Ладно. Пришли к дивам, сидим горюем. Весна ненастна, ночь стюдена, костер бы – да ведь боязно: собаки эти, осударевы рейтары, кругом. Ну как углядят.
Так в стуже, во тьме сидим.
Чуть брезжить стало – за Доном пыль, скачут всадники. Глянуло солнышко краем – заблестели у них доспехи. Вот ведь дияволы!
Ну, чаем, погибель…
Ано – нет!
Под ногами у дива камень шевельнулся, пал. И вылазит из-под камения старый старичище: медведь не медведь, человек не человек. Седыми волосищами зарос, страшон – альни ужасно.
Приставил лапу к глазам, глянул за Дон. А там – пыль, всадники рыщут.
Пудовым кулаком погрозился на них старец.
– Эй, – рыкнул, – псы несытые! Еще не нажрались человечины? Так голодные же ноне поснете!
И, нас за собою маня, полез в норку под камень. А мы за ним полезли.

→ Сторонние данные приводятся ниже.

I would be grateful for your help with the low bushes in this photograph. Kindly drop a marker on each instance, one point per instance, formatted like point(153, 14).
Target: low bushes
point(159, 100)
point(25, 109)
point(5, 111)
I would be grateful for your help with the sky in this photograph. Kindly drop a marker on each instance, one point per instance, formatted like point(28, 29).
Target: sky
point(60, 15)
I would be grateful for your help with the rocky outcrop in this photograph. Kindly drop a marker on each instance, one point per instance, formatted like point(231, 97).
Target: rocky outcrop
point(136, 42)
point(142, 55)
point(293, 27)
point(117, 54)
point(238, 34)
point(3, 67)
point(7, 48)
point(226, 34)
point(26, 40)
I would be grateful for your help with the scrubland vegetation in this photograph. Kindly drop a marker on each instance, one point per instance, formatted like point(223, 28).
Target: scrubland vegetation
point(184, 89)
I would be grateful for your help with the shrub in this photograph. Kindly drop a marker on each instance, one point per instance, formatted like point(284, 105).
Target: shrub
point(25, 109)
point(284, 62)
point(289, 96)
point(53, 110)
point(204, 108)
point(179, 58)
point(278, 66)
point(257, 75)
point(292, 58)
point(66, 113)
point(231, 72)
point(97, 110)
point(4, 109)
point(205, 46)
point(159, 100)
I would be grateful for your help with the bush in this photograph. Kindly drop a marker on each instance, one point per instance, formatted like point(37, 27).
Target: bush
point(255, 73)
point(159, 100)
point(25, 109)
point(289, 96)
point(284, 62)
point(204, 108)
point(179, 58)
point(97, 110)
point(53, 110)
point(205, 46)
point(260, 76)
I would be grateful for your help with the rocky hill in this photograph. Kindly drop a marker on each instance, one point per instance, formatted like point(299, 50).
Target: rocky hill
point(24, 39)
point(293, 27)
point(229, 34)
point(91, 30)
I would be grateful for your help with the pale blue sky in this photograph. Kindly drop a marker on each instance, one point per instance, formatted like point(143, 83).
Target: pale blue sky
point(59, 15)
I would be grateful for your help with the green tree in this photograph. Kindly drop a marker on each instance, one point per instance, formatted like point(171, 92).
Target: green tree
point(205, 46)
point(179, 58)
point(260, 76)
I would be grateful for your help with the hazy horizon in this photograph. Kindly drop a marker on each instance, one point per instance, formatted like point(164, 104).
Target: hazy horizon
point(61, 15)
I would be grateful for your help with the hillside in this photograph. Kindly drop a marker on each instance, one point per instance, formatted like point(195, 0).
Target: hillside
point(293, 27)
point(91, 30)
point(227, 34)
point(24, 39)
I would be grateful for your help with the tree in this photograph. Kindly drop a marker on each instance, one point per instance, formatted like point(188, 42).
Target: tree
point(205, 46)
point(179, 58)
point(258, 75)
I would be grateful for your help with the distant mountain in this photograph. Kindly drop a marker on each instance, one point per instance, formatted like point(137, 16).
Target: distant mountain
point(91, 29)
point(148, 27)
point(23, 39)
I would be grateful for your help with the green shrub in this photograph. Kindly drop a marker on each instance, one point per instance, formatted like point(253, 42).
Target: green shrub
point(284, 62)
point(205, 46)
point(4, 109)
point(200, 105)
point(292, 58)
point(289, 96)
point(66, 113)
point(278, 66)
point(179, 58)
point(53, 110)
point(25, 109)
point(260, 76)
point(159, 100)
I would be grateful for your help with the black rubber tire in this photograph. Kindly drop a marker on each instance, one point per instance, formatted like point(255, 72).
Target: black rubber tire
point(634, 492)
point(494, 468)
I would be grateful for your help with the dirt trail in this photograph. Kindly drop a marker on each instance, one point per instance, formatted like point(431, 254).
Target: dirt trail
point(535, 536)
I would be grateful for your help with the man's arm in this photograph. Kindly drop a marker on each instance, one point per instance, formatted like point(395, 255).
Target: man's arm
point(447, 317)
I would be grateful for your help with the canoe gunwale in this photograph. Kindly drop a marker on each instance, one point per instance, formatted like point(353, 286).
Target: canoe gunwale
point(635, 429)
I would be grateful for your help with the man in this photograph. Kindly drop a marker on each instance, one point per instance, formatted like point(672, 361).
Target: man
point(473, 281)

Ползем во тьме, как кроты. Родителя кое-как на епанче волочим. А лаз – длинный. Куда ползем? Не вем – на спасение, не вем – на погибель. Страшон старец, прямо – лешой, да ведь и наружи – беда: осударевы псы.
Кончился лаз, оказалися мы в пещерке. Вот она самая и есть, где мы, братцы, сей час с вами сидим…
– Да как же, дядя, – сказал Васятка, – ты сказываешь, что от дива полезли вы под землю, а ведь наш лаз много выше.
Пантелей ничего не ответил, усмехнулся.
– И вот, ребята, – продолжал он, – зачали мы жить тут. Старичище, спасибо ему, целебной травкой родителя отходил, срослась кость на голове. И встал батя на ноги.
– Ну, – говорит старичищу, – скажи, как за тебя богу молиться? Имечко, – говорит, – свое, отче, назови.
А тот смеется.
– Зовут меня, – бает, – зовуткой, а величают уткой. Было, – бает, – дело, хаживал и я не хуже вас таких-то… Да это, детки, когда было-то! Уж я и сам позабыл. Слыхал, – бает, – ноне про ваши потехи, про донского казака Степана слыхал. Завидки брали, слышучи, да стар. Помру, однако. Докучаю смиренно: пожалуйте, закопайте старика.
Помер ведь.
Закопали мы его втай, где указал.
А весна миновала и лето. Уже осень идет.
Во-ся и говорит родитель:
– Полно-ка в яме-то сидеть. Инде еще от нас прок будет, а тут чего же, под землей-то? Не аржано семя, из едина седмь не вырастем. Айдате, детки, на свет, на Русь – до времени. Еще-су загорится пожар на Дону, еще всколыхнется Расея-мать…
Всем уходить велел.
А мне наказал восвояси бежать.
– Утри, – молвил, – матери глазыньки, небось, нас дожидаючи, все проплакала, бедная.. Я же, – молвил, – пойду по Руси глядеть. Инде – свидимся.
И поклонился нам земно, и во-ся – нету его. Не знаем – на сивер пошел, не знаем – на полдень.
Ну, мы – кто куда.
И я на Хопер поплелся.
Бреду седмицу, бреду другую. Уже и белые мухи полетели.
Вот Борисоглебск-город завиднелся. Тут – Танцерей-деревенька на пути.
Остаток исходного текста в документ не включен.